Earlier, in February 1966, Wilson directed the Beach Boys in recording a song called "Good Vibrations," which was released the following October after dozens of retakes. "Good Vibrations" was hailed as Wilson's finest single effort, a seemingly endless blend of juxtaposed rhythms and harmonies. The song, according to Timothy White of Billboard magazine, "Was the biggest selling number 1 hit … it became the variegate but coherent statement that Brian had endeavored to make with the self-conscious Pet Sounds. "

Wilson by 1968 was also addicted to cocaine. Pet Sounds and "Good Vibrations" notwithstanding, the members of the Beach Boys had become annoyed by the psychedelic undertones and liberal profanity that characterized his compositions in the mid-1960s; they placed a strain on his relationship with the band. He settled with his wife of four years, Marilyn Rovell, into an historic Bel Air, California, mansion once owned by Edgar Rice Burroughs; there the couple set out to raise their two daughters. Wilson ebbed quickly from professional prominence; he owned and operated a health food store from 1969 to 1970 and became a pupil of the Eastern mystic Maharishi Mahesh Yogi. The 1970s for Wilson was a blur of drugs and ineffectual rehabilitation.
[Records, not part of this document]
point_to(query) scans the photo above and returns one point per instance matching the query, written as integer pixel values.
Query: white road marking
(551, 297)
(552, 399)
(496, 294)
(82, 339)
His wife divorced him in 1979.

After being ejected from the Beach Boys organization in 1982, Wilson underwent intensive rehabilitation therapy and embarked on a solo career, releasing albums in 1988 and 1998. He married Melinda Ledbetter in 1995; the couple adopted two daughters.
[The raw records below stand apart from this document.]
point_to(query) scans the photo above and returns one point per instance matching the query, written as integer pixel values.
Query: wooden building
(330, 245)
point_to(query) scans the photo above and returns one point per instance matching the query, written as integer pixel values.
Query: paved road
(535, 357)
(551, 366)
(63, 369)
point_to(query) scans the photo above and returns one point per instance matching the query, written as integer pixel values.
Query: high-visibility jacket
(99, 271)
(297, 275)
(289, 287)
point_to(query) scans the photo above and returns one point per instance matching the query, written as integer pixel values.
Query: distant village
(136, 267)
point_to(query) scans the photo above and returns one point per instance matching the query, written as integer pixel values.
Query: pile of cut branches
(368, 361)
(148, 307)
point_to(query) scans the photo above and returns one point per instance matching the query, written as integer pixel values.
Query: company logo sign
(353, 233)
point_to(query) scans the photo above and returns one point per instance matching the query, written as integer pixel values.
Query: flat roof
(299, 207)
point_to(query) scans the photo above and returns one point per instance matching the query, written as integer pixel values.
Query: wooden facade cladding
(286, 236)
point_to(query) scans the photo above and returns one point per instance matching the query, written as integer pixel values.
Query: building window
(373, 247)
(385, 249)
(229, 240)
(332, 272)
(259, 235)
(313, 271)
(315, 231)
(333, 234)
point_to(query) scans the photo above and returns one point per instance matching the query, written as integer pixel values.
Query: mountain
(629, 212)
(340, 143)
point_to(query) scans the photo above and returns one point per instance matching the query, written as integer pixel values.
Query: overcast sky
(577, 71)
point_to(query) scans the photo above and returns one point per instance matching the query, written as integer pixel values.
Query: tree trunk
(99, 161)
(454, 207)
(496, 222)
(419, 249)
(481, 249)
Wilson's autobiography, written with Todd Gold, is Wouldn't It Be Nice: My Own Story (1991). Composer Paul Williams pays tribute to Wilson with a series of short essays in Brian Wilson & The Beach Boys: How Deep Is the Ocean? Essays and Conversations, (1997); Timothy White chronicled Brian Wilson and the Beach Boys in Nearest Faraway Place: Brian Wilson, the Beach Boys, and the Southern California Experience (1994).